Meski revisi UU TNI ini telah disahkan, beberapa pihak tetap menyuarakan kritik. Sejumlah organisasi masyarakat sipil dan akademisi menilai aturan baru yang memperbolehkan TNI aktif menjabat di jabatan sipil dapat membuka celah bagi kembalinya dwifungsi ABRI yang pernah terjadi di era Orde Baru.

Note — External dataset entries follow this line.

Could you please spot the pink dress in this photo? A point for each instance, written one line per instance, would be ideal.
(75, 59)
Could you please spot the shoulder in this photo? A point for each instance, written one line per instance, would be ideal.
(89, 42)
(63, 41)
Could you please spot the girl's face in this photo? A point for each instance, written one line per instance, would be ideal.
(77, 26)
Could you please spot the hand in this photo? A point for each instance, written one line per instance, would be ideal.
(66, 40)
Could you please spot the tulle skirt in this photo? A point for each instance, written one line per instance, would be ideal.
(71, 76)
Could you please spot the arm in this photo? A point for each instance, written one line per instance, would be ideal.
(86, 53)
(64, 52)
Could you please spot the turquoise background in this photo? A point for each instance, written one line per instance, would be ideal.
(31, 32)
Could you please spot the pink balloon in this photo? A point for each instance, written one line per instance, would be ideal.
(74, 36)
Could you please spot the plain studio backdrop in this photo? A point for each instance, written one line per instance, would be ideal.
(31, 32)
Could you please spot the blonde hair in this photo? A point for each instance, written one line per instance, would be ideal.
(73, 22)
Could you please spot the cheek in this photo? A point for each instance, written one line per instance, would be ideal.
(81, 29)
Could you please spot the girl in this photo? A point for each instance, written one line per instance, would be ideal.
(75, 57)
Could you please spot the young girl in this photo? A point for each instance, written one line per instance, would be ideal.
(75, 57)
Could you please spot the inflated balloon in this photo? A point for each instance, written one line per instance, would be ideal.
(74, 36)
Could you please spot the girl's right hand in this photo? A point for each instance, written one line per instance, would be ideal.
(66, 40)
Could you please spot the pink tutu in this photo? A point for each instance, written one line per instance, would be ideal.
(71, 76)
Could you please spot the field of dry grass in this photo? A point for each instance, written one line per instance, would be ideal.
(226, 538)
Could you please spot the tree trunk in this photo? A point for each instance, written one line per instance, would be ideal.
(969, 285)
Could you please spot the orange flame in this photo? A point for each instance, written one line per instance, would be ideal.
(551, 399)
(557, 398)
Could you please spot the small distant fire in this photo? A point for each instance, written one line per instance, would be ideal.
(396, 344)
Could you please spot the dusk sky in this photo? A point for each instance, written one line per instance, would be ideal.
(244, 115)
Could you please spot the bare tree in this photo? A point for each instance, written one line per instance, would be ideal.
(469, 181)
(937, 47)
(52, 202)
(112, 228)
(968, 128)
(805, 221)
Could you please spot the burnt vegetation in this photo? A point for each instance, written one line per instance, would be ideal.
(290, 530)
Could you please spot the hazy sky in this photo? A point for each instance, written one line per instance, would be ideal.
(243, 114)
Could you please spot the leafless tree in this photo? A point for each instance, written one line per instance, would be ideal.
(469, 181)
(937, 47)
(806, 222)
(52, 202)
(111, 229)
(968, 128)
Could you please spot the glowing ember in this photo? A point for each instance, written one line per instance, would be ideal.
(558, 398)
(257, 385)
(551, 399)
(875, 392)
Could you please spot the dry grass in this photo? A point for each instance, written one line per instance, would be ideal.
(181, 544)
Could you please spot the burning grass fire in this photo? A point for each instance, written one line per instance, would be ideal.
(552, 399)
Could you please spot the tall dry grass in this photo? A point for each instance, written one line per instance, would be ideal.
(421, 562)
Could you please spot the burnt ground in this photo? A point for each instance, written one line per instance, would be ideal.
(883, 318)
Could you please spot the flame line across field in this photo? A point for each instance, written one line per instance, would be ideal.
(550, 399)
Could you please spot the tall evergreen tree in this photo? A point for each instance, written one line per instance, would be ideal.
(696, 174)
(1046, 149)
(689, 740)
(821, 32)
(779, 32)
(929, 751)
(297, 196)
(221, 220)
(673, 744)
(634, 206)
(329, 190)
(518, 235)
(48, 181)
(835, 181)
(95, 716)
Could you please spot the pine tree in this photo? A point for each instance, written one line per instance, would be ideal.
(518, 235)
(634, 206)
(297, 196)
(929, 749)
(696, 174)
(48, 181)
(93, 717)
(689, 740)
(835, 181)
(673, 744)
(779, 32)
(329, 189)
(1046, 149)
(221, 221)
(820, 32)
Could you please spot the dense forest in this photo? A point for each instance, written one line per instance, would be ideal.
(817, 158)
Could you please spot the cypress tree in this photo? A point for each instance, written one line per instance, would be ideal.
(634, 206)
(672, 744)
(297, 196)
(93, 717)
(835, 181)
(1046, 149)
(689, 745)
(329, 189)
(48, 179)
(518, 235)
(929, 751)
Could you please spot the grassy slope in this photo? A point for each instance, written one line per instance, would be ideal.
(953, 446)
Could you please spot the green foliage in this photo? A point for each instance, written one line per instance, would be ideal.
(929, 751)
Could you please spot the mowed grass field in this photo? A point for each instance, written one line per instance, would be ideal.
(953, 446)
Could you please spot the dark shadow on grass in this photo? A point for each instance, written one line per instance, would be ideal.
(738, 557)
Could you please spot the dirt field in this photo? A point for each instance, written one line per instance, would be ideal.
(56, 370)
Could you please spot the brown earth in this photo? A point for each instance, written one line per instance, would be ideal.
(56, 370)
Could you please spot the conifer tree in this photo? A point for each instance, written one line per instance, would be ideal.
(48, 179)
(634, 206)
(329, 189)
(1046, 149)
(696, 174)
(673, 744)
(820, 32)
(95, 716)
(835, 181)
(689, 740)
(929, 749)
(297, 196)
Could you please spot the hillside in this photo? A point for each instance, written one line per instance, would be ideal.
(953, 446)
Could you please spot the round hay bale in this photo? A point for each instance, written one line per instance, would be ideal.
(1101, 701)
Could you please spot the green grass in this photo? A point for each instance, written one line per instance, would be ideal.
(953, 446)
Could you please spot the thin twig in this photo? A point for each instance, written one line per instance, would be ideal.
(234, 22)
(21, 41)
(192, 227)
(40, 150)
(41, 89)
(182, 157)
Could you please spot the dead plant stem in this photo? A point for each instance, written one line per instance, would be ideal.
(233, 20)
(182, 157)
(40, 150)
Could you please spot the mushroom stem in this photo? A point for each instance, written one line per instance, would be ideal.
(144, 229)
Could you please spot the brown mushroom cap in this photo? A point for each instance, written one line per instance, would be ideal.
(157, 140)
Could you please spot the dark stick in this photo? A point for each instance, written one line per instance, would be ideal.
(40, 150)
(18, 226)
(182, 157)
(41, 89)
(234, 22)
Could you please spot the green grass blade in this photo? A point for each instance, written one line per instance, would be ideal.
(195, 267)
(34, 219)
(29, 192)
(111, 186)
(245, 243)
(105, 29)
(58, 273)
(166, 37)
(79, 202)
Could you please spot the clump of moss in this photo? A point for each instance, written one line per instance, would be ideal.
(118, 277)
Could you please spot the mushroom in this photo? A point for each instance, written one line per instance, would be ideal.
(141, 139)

Perhimpunan Pelajar Indonesia bahkan mengungkapkan kekhawatiran mereka, dengan menyebut revisi ini sebagai “langkah mundur” bagi demokrasi dan reformasi militer di Indonesia. “Kita harus berhati-hati, jangan sampai perubahan ini menjadi alat bagi militer untuk kembali terlibat dalam politik dan urusan sipil secara berlebihan,” ujar seorang perwakilan organisasi tersebut.
Di sisi lain, beberapa analis pertahanan menilai perubahan ini sebagai langkah strategis dalam memperkuat sinergi antara militer dan sipil, terutama dalam menghadapi tantangan keamanan nasional yang semakin kompleks.
Dengan perubahan besar yang terjadi dalam UU TNI ini, Indonesia kini menghadapi babak baru dalam tata kelola militer dan pertahanan negara. Perubahan aturan terkait jabatan sipil, usia pensiun, dan tugas tambahan menunjukkan adaptasi terhadap dinamika keamanan modern. Namun, tantangan dalam implementasinya tetap menjadi perhatian utama bagi berbagai pihak.
Apakah revisi ini akan memperkuat peran TNI dalam menjaga keamanan nasional, atau justru membuka peluang bagi potensi penyimpangan? Hanya waktu yang akan menjawabnya.